(Mar-2005): Is the corporate super outsourcing party over?

15 July 2005
| By Anonymous (not verified) |

It is just possible that one of the key trends which has shaped the Australian superannuation industry over the past four years could be coming to an end.

That trend is corporate superannuation outsourcing and there are now signs that it has almost run its course.

Why? Because, quite simply, the number of corporate superannuation funds willing to go the whole hog and to fold into master trusts is steadily diminishing.

That fact represented at least one of the drivers behind Mercer Human Resources Consulting’s decision in late February to acquire the Mellon Human Resources and Investor Solutions business.

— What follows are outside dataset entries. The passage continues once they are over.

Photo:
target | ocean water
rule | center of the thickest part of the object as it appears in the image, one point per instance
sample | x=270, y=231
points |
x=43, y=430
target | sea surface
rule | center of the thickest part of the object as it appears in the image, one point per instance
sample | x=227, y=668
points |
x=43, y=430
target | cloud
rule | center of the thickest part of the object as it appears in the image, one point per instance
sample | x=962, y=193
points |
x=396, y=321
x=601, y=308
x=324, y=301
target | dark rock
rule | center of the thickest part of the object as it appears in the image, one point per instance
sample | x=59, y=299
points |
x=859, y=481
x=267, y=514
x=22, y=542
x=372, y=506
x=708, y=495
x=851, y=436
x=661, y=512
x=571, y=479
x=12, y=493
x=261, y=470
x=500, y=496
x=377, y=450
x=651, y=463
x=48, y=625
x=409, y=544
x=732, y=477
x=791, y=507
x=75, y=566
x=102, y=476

What the acquisition means for Mercer is that it will emerge as Australia’s single largest organisation providing stand-alone outsourced services to those super funds who have not opted to fold into master trusts.

According to the chief executive of Mercer Human Resources Consulting Peter Promnitz, the Mellon transaction represented a neat fit for Mercer because it has given his company further scale.

“Mellon did not have the scale on its own, but this certainly gives it to us now,” he said.

According to Promnitz, the ability to provide stand-alone outsourcing services to Australian superannuation funds is significant in circumstances where there are around 150 funds that have made it clear it is not their intention to fold in to master trusts. Therefore they need the sort of administration, advisory and trustee services that can be provided by Mercer.

The bonus for Mercer in picking up the Mellon business is that both organisations have similar corporate cultures but, more importantly, they share almost identical technology platforms.

For its part, Mellon has made it clear that the sale of its Human Resources and Investor Solutions business is consistent with its strategy to ensure its Australian business is concentrated on its core competencies.

Explaining Mellon’s motivations to Super Review, Mellon’s vice chairman, Ron O’Hanley said the move did not represent a diminution of interest in Australia but, rather, a sharpening of focus on the company’s core business — investment management.

In the meantime, the reality confronting companies advising on corporate superannuation outsourcing is that the number of significant funds still in play is diminishing.